For some hospitals, these changes resulted in big changes to their patient case mix and a lowering of their Medicare disproportionate share (DSH) adjustment percentage. That percentage is a key measure that determines eligibility for 340B drug pricing program discounts for many hospitals. Dozens of these hospitals lost 340B eligibility during the COVID-19 emergency, and others are on the cusp of losing eligibility because of the pandemic when they file their next cost report.

340B Champions Deliver

Earlier this month, Congress passed legislation protecting these hospitals against the loss of 340B eligibility, and President Biden signed the bill into law. Under this law, hospitals that already lost 340B eligibility can apply now to be reinstated, while hospitals that would lose eligibility when they file their next Medicare cost report can apply for protection at that time. Hospitals in the first group have until April 14 to submit the necessary information and paperwork for reinstatement. Hospitals that expect to lose 340B eligibility will need to submit information showing how COVID affected their DSH percentage within 30 days of failing to meet the minimum.

The bipartisan legislation was a key priority for hospitals. Most types of hospitals qualify for 340B by reaching or exceeding a DSH percentage specified in the 340B statute, which represents the portion of patients they served who are Medicaid enrollees not entitled to Medicare inpatient hospital coverage or Medicare enrollees with low incomes. Only small, rural critical access hospitals (CAHs) do not need to meet a DSH percentage requirement to qualify. To remain eligible, hospitals undergo annual recertification. If a facility’s DSH percentage in its most recent Medicare cost report fell below the statutory level, the hospital can lose eligibility for a year or more. That would significantly increase its drug costs and reduce resources available to provide needed care in its community.
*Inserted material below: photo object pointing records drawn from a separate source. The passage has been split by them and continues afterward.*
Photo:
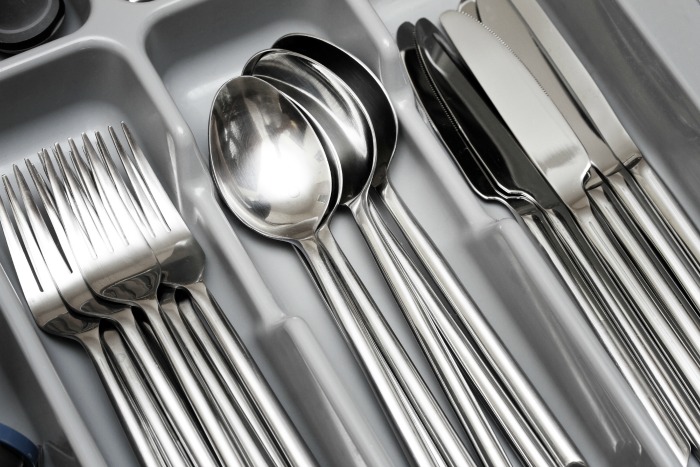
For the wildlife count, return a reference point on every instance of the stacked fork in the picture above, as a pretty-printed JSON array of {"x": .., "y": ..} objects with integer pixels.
[{"x": 91, "y": 246}]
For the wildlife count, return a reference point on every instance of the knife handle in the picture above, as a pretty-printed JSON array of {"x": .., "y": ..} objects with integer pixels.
[
  {"x": 687, "y": 325},
  {"x": 652, "y": 381},
  {"x": 428, "y": 318},
  {"x": 666, "y": 205},
  {"x": 663, "y": 243},
  {"x": 639, "y": 295},
  {"x": 538, "y": 414}
]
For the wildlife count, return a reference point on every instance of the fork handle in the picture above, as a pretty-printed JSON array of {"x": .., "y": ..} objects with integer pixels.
[
  {"x": 188, "y": 432},
  {"x": 152, "y": 415},
  {"x": 422, "y": 308},
  {"x": 243, "y": 440},
  {"x": 666, "y": 204},
  {"x": 474, "y": 321},
  {"x": 144, "y": 444},
  {"x": 283, "y": 431}
]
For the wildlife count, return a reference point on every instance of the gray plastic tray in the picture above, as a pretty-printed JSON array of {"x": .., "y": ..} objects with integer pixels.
[{"x": 157, "y": 66}]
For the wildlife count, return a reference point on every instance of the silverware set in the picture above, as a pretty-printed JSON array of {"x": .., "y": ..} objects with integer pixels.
[
  {"x": 529, "y": 128},
  {"x": 307, "y": 128},
  {"x": 103, "y": 257}
]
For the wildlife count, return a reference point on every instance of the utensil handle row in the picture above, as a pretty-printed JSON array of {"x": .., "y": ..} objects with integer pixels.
[
  {"x": 542, "y": 420},
  {"x": 687, "y": 325},
  {"x": 241, "y": 439},
  {"x": 639, "y": 364},
  {"x": 680, "y": 264},
  {"x": 139, "y": 429},
  {"x": 333, "y": 276},
  {"x": 643, "y": 302},
  {"x": 236, "y": 392},
  {"x": 670, "y": 211},
  {"x": 284, "y": 434},
  {"x": 420, "y": 306}
]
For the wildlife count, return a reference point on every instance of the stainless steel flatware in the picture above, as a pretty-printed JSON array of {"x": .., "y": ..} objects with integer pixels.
[
  {"x": 551, "y": 145},
  {"x": 281, "y": 184},
  {"x": 384, "y": 122},
  {"x": 477, "y": 141},
  {"x": 118, "y": 265},
  {"x": 502, "y": 17},
  {"x": 591, "y": 101},
  {"x": 52, "y": 316},
  {"x": 182, "y": 266},
  {"x": 327, "y": 99},
  {"x": 152, "y": 417}
]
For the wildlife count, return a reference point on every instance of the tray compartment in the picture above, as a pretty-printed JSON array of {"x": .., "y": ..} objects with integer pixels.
[
  {"x": 159, "y": 73},
  {"x": 199, "y": 60}
]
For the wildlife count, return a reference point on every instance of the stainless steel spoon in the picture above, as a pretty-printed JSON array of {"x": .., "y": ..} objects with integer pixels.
[
  {"x": 274, "y": 174},
  {"x": 383, "y": 118},
  {"x": 321, "y": 93}
]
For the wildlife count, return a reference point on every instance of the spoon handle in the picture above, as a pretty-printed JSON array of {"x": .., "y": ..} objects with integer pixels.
[
  {"x": 427, "y": 316},
  {"x": 544, "y": 422},
  {"x": 235, "y": 357},
  {"x": 665, "y": 203},
  {"x": 334, "y": 276}
]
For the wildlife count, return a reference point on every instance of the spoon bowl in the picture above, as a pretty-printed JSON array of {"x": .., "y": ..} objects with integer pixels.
[
  {"x": 323, "y": 96},
  {"x": 365, "y": 86},
  {"x": 267, "y": 161}
]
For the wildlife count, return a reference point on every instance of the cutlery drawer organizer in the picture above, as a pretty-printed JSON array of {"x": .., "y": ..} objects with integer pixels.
[{"x": 157, "y": 66}]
As affected hospitals raised concerns on Capitol Hill, 340B champions on both sides of the political aisle responded with legislation. Sen. John Thune (R-S.D.) and Rep. Doris Matsui (D-Calif.) introduced legislation to protect 340B eligibility that gained dozens of co-sponsors from both parties in each chamber. 340B hospitals and their advocates worked diligently to raise awareness of the problem and garner support for a solution.

That solution came in the form of the omnibus spending bill. Congressional leaders adopted language from those bipartisan bills into a legislative package that provided funding for the government for the rest of fiscal year 2022, including significant assistance to Ukraine.

“340B Health worked closely with congressional leaders on both sides of the aisle to protect 340B eligibility for hospitals serving on the front lines of the national COVID-19 response,” 340B Health President and CEO Maureen Testoni said. “We applaud Congress for making these important protections a priority in this legislative package. Safety-net hospitals that underwent large shifts in their patient populations during the pandemic should not lose access to crucial 340B resources because of their commitment to treating all patients in need. We look forward to working with HHS to ensure that all eligible hospitals receive these important protections.”

Next Steps for Affected Hospitals

The Health Resources & Services Administration (HRSA), the agency that oversees 340B, recently posted[1] guidelines and a template for an attestation form that affected hospitals will need to submit. Hospitals must document how COVID impacted their operations in a way that led to a lower DSH percentage along with other information the government will need in considering whether to reinstate eligibility.

The public health emergency is not yet over, and safety-net hospitals and their patients face challenges ahead in emerging from the COVID-19 pandemic. But because of the advocacy efforts of these providers and the lawmakers in Washington who support them, more hospitals will have the resources the 340B program delivers for the benefit of patients most in need.